Westmont Magazine A Shocking Injury and a Miraculous Recovery
Todd Ridenour ’86 went to Mexico with Potter’s Clay as a student but didn’t return until 2008. The Santa Barbara contractor went again in 2009 and camped out at Rancho Agua Viva with everyone else. Wednesday evening, he felt deep concern for the students and texted his wife, Heather Ihle Ridenour ’86, to pray for safety for them all.
The next day, March 19, the Potter’s Clay core team met for lunch at a taco stand near the church where Todd was working. At noontime he stood up on framing at the peak of the roof, looking down at his feet. He never saw the electrical wire that delivered 13,200 volts to his head.
Then the miracles began. Todd collapsed onto plywood and didn’t fall through the open framing to the ground. As he convulsed near the roof’s edge, his friend Jim Peterson grabbed his tool belt and dragged him back. Because they were close, the leadership team arrived quickly. An ambulance crew carefully moved Todd to the hospital, where Mexican pastors prayed and laid hands on him. He went to San Diego Medical Center that evening and later described the care he received as a cross between a practiced symphony and an Indy 500 pit crew. Excellent treatment continued at the Grossman Burn Center. Despite being burned to the bone on his head and suffering fourth-degree burns, he escaped internal injury. Only 5 percent of people survive such a shock.
News about Todd trickled in to Heather: He was conscious, he was convulsing, he was critical. Uncertain he would live, Heather and their three children went to San Diego that evening. Family and friends surrounded her with prayer and practical assistance. Bonnie Blundell Fearer ’81 started a blog (toddridenour.blogspot.com) to share news with friends and fellow members of Santa Barbara Community Church. “We never doubted how much we were loved,” Heather says. “It was an amazing display of God’s love shown through his people in action.”

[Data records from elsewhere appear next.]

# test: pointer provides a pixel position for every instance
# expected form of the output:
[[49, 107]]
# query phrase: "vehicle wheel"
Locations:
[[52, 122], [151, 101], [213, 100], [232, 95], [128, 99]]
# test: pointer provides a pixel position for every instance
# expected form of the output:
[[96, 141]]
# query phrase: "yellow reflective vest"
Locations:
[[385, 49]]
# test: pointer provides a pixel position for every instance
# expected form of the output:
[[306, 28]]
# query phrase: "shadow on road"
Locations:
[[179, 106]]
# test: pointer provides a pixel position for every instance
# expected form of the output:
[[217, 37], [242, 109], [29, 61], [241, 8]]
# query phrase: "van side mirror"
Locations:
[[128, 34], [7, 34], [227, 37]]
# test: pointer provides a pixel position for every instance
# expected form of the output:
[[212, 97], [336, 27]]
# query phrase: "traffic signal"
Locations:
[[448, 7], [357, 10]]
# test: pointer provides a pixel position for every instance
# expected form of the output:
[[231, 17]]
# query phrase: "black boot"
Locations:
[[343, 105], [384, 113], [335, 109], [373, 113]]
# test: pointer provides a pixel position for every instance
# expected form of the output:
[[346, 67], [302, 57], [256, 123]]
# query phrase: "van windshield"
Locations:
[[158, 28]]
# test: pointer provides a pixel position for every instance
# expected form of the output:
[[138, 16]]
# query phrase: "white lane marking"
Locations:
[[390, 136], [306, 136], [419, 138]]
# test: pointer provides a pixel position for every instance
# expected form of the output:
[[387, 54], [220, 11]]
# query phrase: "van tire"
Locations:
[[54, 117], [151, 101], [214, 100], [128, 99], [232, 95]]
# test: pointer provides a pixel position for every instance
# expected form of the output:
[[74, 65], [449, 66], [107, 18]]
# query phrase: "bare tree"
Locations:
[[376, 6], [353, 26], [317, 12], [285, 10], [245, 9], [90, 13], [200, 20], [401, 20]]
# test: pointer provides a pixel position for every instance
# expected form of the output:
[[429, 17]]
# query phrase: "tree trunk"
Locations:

The wound on Todd’s scalp started as big as a quarter and grew to the size of a pancake. Burns on his shoulder, arms and fingers worsened over time. “Electrical burns are gifts that keep on giving,” Todd quips. For seven months, he lived with an open wound on his head, fought off infections, endured painful skin grafts and suffered through surgeries. “Burns are brutal,” Todd says. “You get burned, then your skin gets peeled and grafted to fix your burns, doubling the injured area.”
Todd returned to Potter’s Clay in 2010 to work on the construction team, ironically at a site with no electrical power. The crew finished building the small house quickly and had time to repair the roof of a home that burned the day before. “Exactly 52 weeks ago I was shocked and burned, and 52 weeks later, I’m rebuilding a roof that was burned,” Todd wrote in his blog. “If I wasn’t so busy I might have just sat there and shed tears of thankfulness and gratitude.” The pastor of the church where Todd was injured had been discouraged because a fire had partially destroyed the building. He believed that God would send a miracle, and Todd’s survival became the miracle he longed for. Todd worshiped there in 2010. “The church is growing in faith, numbers and trust in the Lord,” he says. “God really does use all things for his own ends for those who trust him.”
At Grossman Burn Center, Todd learned to see himself as a survivor, not a victim. He suffers some lingering effects, such as numb fingers and toes. Despite these inconveniences, he’s humbled and grateful to be alive. “I trust God even more now,” he says. “I should have died, and I didn’t. I saw how God worked and orchestrated even the smallest details.”